Musician Rudy Vallee and industrial designer Raymond Loewy were two of the building's earliest residents. Ginger Rogers was one of its residents during her Broadway days in the early 1930s. Hat designer Lilly Dache with husband Jean Despres of Coty Perfume were residents following their 1931 marriage until 1935. Other residents of the building have included Donna Karan, Calvin Klein, Ring Lardner, Jr., and Marsha Mason. The duplex penthouse on the 19th and 20th floors was owned by composer Jerry Herman in the 1970s, before he sold it for $1 million to Klein (who later sold it, and then bought it again in the 1990s). David Geffen later purchased it for $6 million, before selling it for $8.6 million to music executive Steve Gottlieb, who in turn listed it the week his record label TVT Records filed for bankruptcy. He sold the apartment to Marc Lasry (co-founder and CEO of the Avenue Capital Group) for $33 million in 2014.

==Architecture==
The building was the first fully Art Deco structure on the street.

===Facade===
The exterior of the building is somewhat non-traditional. As the brick facade rises from the ground it changes shade from deep purple to yellow-white. Color was widely used during the 1920s as a tool in architecture for overall effects.
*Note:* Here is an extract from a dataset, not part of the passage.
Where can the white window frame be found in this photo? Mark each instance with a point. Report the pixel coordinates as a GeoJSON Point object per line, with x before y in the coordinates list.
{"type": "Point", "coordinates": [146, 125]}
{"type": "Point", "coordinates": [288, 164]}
The rental brochure stated: "new modernistic design of exterior with beautiful shaded color scheme". The New Yorkers architecture critic, George S. Chappell, praised the building's use of color, said, "the total effect is exhilarating."

===Interior===
When the building opened in 1930 it had apartments ranging from three to nine rooms, the largest of which had four bedrooms. The apartments featured a dropped living room, developed by the Earle brothers, which set the interior apart from most others constructed around the same period. An original rental brochure shows the dropped living room nearly entirely open to the entrance gallery; traditionally the gallery was held as a different room.

==Significance==
The building is a contributing property to the Central Park West Historic District, which was added to the National Register of Historic Places on November 9, 1982. It is also a contributing property to the New York City's Upper West Side / Central Park West local historic district. Benjamin Schwarz, writing for The Atlantic, said of the buildings along Central Park West, "no endeavor on earth is more arduous than getting into one of these buildings," and specifically cited the "details of Donna Karan's deal for her digs at 55 Central Park West."

The building holds significance in American popular culture as it was prominently featured in the 1984 comedy Ghostbusters. In the film, "550 Central Park West" – known also as The Shandor Building, The Shandor Apartments or "Spook Central" – was the residence of the Ghostbusters' first client, cellist Dana Barrett (Sigourney Weaver). They later learn it had been designed and constructed by insane architect and surgeon Ivo Shandor, who founded and led a secret society in 1920, The Cult of Gozer, dedicated to the worship of Gozer the Gozerian. Since Ghostbusters first hit theaters, 55 Central Park West has been known as the "Ghostbusters Building". The building's appearance in the film differs from its actual appearance. Eight additional floors and a large rooftop temple were added to exterior shots of it via matte painting by Production designer/Art director John DeCuir. The Gozerian Temple consisted of its massive, ornate shrine, altars, obelisks and the iconic gargoyle statues depicting the Terror Dogs, Zuul the Gatekeeper and Vinz Clortho the Keymaster.

The building also appears in the 2003 Christmas film Elf, as the home of Buddy’s human family.